Updated at bottom
To be clear, this is not an application to monitor app engine itself, but rather to monitor other servers, web servers specifically, from the (hopefully) reliable App Engine infrastructure. If you aren’t familiar with it, Googles App Engine is a true cloud computing platform that operates in terms of hosting applications directly, rather than hosting a Linux instance on their servers and then running applications on top of it. While i’m sure the foundation is probably Linux, you won’t ever see that because it is abstracted away. App Engine is completely free to use for apps like this with very low resource requirements, but if an application did require more resources than Googles fairly generous free allocation, they will let you pay for more.
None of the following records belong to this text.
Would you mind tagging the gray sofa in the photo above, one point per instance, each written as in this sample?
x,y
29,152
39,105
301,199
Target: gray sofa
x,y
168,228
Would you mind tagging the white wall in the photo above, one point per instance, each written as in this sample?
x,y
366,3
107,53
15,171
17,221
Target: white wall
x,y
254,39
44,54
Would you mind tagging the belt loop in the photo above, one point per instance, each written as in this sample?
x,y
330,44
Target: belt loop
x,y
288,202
The driving force for writing this bit of code was twofold:
First, there are plenty of monitoring services available but most of them require payment if you want anything more than 1 hour granularity, and most of them will only tell you a server was unavailable, they won’t tell you why, or give you much in the way of notification choices. As I love the Prowl push notification system on my iPod, support for it was essential, and that required writing something myself.
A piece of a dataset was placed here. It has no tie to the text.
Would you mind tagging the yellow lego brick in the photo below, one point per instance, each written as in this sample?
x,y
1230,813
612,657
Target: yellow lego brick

Second, writing this code was a great exercise that will help when I write other, larger Python web applications using App Engine, Django or other web application frameworks.
“Major” features to note:
- Monitors an arbitrary list of web servers entered by the administrator
- Supports both SSL (port 443), and non-SSL (port 80)
- Keeps track of current uptime, and displays it to the administrator or to everyone
- Stores the last HTTP response code returned by each server
- Notifies the administrator of an event via email or Prowl
- Reports error code 500 to the administrator
- Reports unreachable servers
In the future:
- Notifications via Facebook, SMS, and Twitter
- Integration of libcloud (already in the git repo) to automate actions based on events
- AJAX interface
- More stuff :)
If you require monitoring and notification of this sort, I assume you can probably figure out how to get App Engine going and upload this code to your own App Engine account, tutorials for this are available all over the web. I will however note that the url “aeservmon.appspot.com” is already taken ;) You may need to change the app name in app.yaml in order to serve it in your own App Engine account.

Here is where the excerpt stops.